My present concern, though, is less with the litigation problems
of job discrimination claims than with the counterproductive effects
that "racializing and genderizing everything" [FN222]
and, by extension, viewing every conflict involving a member of
a protected class through the lens of forbidden bias, can have
on the workplace. Companies designing internal ADR programs should
take these effects into account when making the initial, critical
choice whether to target solely allegations of prejudice or, as
I urge, establish a process that deals comprehensively with employment-connected
disputes.
What, then, are the potentially bad results of too narrow a focus
on race or other statutory classifications? For one thing, some
firms may treat employees who fall under these rubrics with kid
gloves, accepting performance or behavior not countenanced in other
employees. The perceived need for "strategic" tolerance,
whether or not reasonably based, will alienate some employers from
those groups which most need, and deserve, to have their careers
fostered. [FN223]
To be sure, the laws themselves may tend to produce this type of
reaction. [FN224]
But while the structure of an in-house
program cannot eliminate all undesirable employer conduct influenced
by fears of liability, it can, at least, avoid enhancing preoccupation
with such concerns.
More sweepingly, as workers with grievances are encouraged to
see themselves as victims of discrimination and their complaints
(even in very marginal cases) as group-related rather than the
result of "garden-variety unfairness," [FN225]

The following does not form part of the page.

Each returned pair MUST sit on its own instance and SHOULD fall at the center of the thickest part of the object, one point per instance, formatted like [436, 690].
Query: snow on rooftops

workforce cohesion and the working environment will deteriorate.
[FN226]
Ironically, prospective plaintiffs may suffer most from efforts
to fit all job disputes into the Procrustean bed of discrimination.
Accentuating divisive categories like ethnicity, disability, race,
and religion may boomerang, causing resentment in co-workers as
well as employers.
Majority workers quite often regard their protected colleagues
as oversensitive individuals who demand and receive "special
treatment"
undeservedly. [FN227]
Listening to plaintiffs in mediation, I have noticed that some
are, indeed, more thin-skinned in certain ways than their cohorts.
For example, African-Americans tend to be touchy if asked to perform
what they perceive as menial chores, such as washing a supervisor's
car at the job site. [FN228]
But how much sensitivity is too much? Fellow workers may not understand
where the complainant "is coming from," in terms of past
experience with bias [FN229]--how
little empathy is too little? A New York Times survey exposed a
Rashomon-like gap between blacks' and whites' opinions regarding
workplace race relations: of the African-Americans polled, twenty-four
percent responded that relations were generally bad; of the Caucasians,
a mere six percent agreed. [FN230]
In the same vein, I daresay majority employees detect "special
treatment"
of minorities considerably more than do the latter.
But whatever the objective reality (if it could even be determined),
I return to the same conclusion: "naming,
blaming, and claiming" bias [FN231]
at every turn will not improve the workplace climate. Let me be
clear: I do not imply that anyone should turn a blind eye to discrimination.
Employers must take serious measures to prevent and cure it, and
workers must remain free to allege it. My argument is simply that
employees ought not be forced to claim discrimination--or nothing.
Apart from the deleterious effects already mentioned, such a
policy denies those workers faced with non-bias related issues
their best forum for a resolution. To quote a recent publication
of the Center for Public Resources Institute for Dispute Resolution
(CPR): "The fact that these [workplace] conflicts raise non-legal
problems makes them no less important to the employee, and thus
no less serious as management concerns." [FN232]
Focusing solely on discrimination can also pit protected groups
against each other. I have had a number of cases in which, for
example, African-American women contended that bosses treated Latinas
better, or African-American men complained that white females were
given promotions ahead of them. In one instance, a woman from India
alleged that the company's salary structure favored whites, Latinas,
and blacks. Instead of promoting divisive inter-group comparisons,
why not let employees aggrieved by a hostile environment, lack
of advancement, or low pay make these claims directly? If mediation
talks reveal that some workers are, in fact, being disadvantaged
on a class basis, management has the obligation to right the wrong
for all affected employees, not just the charging party. Thus,
opening the door to every type of workplace issue does not preclude
dealing forcefully with any bias actually encountered.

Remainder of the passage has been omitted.